Characterisation of red-giant stars in the public Kepler data
S. Hekker, R.L. Gilliland, Y. Elsworth, W.J. Chaplin, J. De Ridder, D., Stello, T. Kallinger, K.A. Ibrahim, T.C. Klaus, J. Li

TL;DR
This paper analyzes Kepler's public data to characterize red-giant stars using solar-like oscillations, revealing different stellar populations and estimating their fundamental properties.
Contribution
It provides the first large-scale asteroseismic analysis of red giants in Kepler data, identifying stellar populations and estimating their fundamental parameters.
Findings
70% of red giants show detectable oscillations
Identified different red-giant populations
Estimated stellar properties from oscillations
Abstract
The first public release of long-cadence stellar photometric data collected by the NASA Kepler mission has now been made available.
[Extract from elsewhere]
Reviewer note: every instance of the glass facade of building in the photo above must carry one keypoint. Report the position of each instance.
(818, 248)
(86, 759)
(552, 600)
In this paper we characterise the red-giant (G-K) stars in this large sample in terms of their solar-like oscillations. We use published methods and well-known scaling relations in the analysis. Just over 70% of the red giants in the sample show detectable solar-like oscillations, and from these oscillations we are able to estimate the fundamental properties of the stars. This asteroseismic analysis reveals different populations: low-luminosity H-shell burning red-giant branch stars, cool high-luminosity red giants on the red-giant branch and He-core burning clump and secondary-clump giants.